Calculating Gaps Between Overlapping Time Intervals in SQL

There are a number of real-life reporting tasks in SQL that require a 'gaps and islands' analysis. There are a number of techniques around that work, but finding ones that scale well makes for a tougher, but interesting, challenge.

When building a web site that requires login access it is normal practice, and even a statutory requirement in some places, that you keep a record of user logins.  This log can be invaluable for high-usage web sites in order to identify periods when the web site is infrequently used, so that a suitable time for maintenance such as operating system patching can be scheduled.

Since you have no control over when authorized users log into your web sites, you’ll always have periods when more than one are logged in at the same time.  Login and logout times will be staggered, and so the intervals when users are logged in will be overlapping.  Today we’ll ultimately be showing you how to find the gaps of inactivity, but to do so we will also show you a neat way to identify those periods where there is activity.
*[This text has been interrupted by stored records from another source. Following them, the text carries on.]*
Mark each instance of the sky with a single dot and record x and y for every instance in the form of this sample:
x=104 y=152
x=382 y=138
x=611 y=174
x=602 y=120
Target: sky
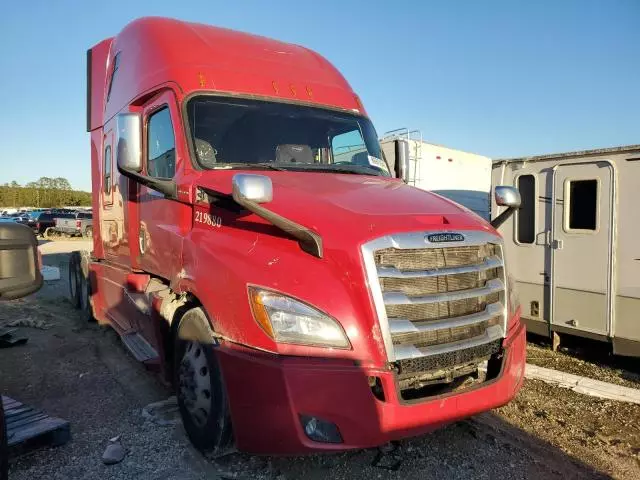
x=498 y=78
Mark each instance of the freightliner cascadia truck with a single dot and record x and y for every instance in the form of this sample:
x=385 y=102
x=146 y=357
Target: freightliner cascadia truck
x=298 y=297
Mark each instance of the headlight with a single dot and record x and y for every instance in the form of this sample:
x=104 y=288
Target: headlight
x=287 y=320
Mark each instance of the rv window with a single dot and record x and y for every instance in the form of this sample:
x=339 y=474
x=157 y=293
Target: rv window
x=526 y=215
x=161 y=151
x=582 y=205
x=106 y=183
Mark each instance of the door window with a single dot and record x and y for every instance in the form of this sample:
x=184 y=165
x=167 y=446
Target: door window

Although this may seem like a slightly contrived problem, there are plenty of times that you are faced with the sort of reporting where special SQL techniques are required. For example:

  • If you have a fleet of vehicles where events represent departure and return, you may wish to ask during what periods are at least one of my vehicles out and when are they all not being used?
  • In a manufacturing plant with multiple assembly lines where events are line starts and line stops, you can find out during what periods at least one line is in use or the periods when all lines are idle.
  • By adding a bit of PARTITIONing to these queries, you can handle the case of a hotel that has multiple types of rooms.  Then you can ask the questions, during what times is at least one room of a type occupied or when are all rooms of a particular type unoccupied.

New features in SQL 2012 have been developed to make short work of some of these gaps problems, so we will need SQL 2012 to run many of the examples, specifically those that relate to data clean-up.  These solutions are not limited to login/logout intervals; actually any defined interval between specific events will do.
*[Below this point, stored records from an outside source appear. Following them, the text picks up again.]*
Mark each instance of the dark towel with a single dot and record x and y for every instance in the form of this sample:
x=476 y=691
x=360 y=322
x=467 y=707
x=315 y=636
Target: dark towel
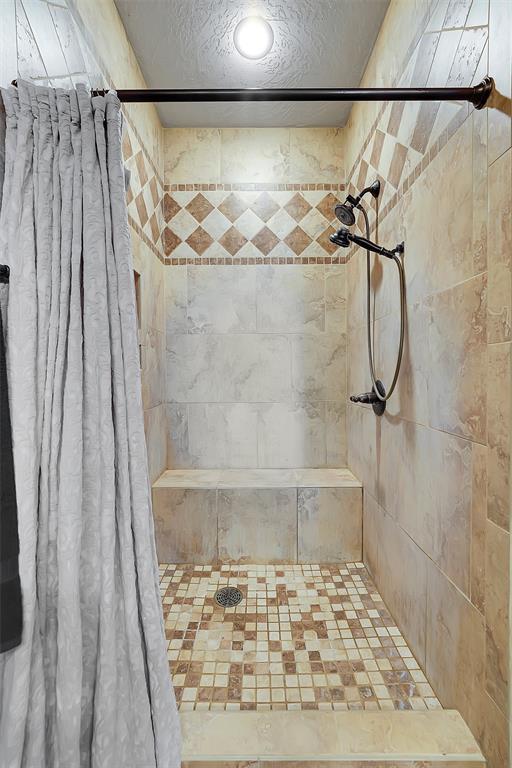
x=11 y=613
The accompanying resource file: Sample Queries (2012).sql contains all of the sample queries shown in the following sections.  All SQL resource files are appended with either (2008) or (2012) to indicate which version of SQL they can be run in.
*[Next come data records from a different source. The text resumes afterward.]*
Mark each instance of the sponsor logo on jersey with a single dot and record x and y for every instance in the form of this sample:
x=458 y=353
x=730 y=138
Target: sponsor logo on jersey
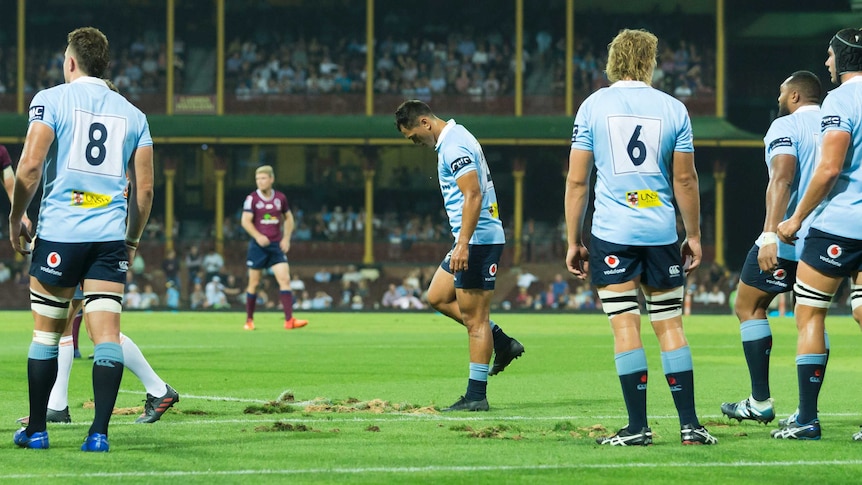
x=642 y=199
x=828 y=121
x=53 y=259
x=89 y=200
x=833 y=252
x=268 y=219
x=37 y=113
x=459 y=164
x=784 y=141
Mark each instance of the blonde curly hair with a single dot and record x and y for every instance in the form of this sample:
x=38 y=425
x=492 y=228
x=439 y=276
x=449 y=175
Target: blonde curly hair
x=632 y=55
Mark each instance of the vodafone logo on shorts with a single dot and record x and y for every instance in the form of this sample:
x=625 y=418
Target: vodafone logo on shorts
x=54 y=259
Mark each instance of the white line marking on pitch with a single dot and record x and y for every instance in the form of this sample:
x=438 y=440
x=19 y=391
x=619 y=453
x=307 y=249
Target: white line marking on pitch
x=438 y=469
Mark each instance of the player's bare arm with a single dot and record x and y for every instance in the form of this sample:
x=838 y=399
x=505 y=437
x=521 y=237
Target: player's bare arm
x=247 y=223
x=833 y=150
x=469 y=186
x=141 y=176
x=687 y=195
x=576 y=199
x=36 y=145
x=287 y=231
x=783 y=171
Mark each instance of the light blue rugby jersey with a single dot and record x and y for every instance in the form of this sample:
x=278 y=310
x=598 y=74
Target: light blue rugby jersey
x=798 y=135
x=839 y=212
x=96 y=131
x=633 y=130
x=459 y=153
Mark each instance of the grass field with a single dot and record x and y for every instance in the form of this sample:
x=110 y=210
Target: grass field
x=544 y=408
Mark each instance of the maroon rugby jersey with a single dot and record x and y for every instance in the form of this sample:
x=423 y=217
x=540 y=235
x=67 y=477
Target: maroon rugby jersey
x=267 y=214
Problem Setup and Explanation

First we’ll create a table with some basic set-up data that represents three user logins.  The login periods will overlap and contain a gap to illustrate the essentials of what we are trying to do.

The raw sample data displayed by the final SELECT are as follows:

We can see that logins ([Event]=0) and logouts ([Event]=1) are evenly matched, meaning the logout time was recorded for each login.  Let’s take a look graphically at these four events.

1942-clip_image002.jpg

Each login ID is represented by a different color.  You can see that there are overlaps between the grouping of logins on the afternoon of 01 Sep and the single login by UserID=1 on 02 Sep.  From the data, we ultimately seek to expose the gap between the logout of UserID=3 (blue) and the second login of UserID=1 (2013-09-01 19:10 to 2013-09-02 11:05).

Pairing of Different, Sequential Events

The following solutions assume that concurrent logins by a single account are not allowed.  When your login/logout events are equally paired, i.e., there are no missing logout endpoints, a solution such as I’ll be describing will group these events so that your query can place start/end times of the events on a single row.

Sample Query #1: How to Pair up Logins with Logouts

Results from Sample Query #1:

Note how, in the derived table, we’ve created a grouping column as (ROW_NUMBER()+1)/2, which is a well-known trick for pairing consecutive rows.  Here are the results in rn for the first four rows:

Many times, usually due to incomplete implementation, web sites will not record or generate a logout event.  This clutters the data with spurious, unpaired logins.  Let’s add a couple of these to our data.

The sample data now appears as follows, where IDs 1 and 10 represent a login that is not paired with a corresponding logout event.

In order to pair logins with logouts in this case a different approach is required.  Note the use of OUTER APPLY (rather than a CROSS APPLY) is required to bring into the results set the final, unpaired login for UserID=2.

Sample Query #2: Pairing Logins with no Corresponding Logout

Since the execution plan of this query shows two Clustered Index Scans, compared to the execution plan of the first showing a single Clustered Index Scan, we’d expect the second query to be a bit slower than the first.  So this data clean-up comes at a cost. 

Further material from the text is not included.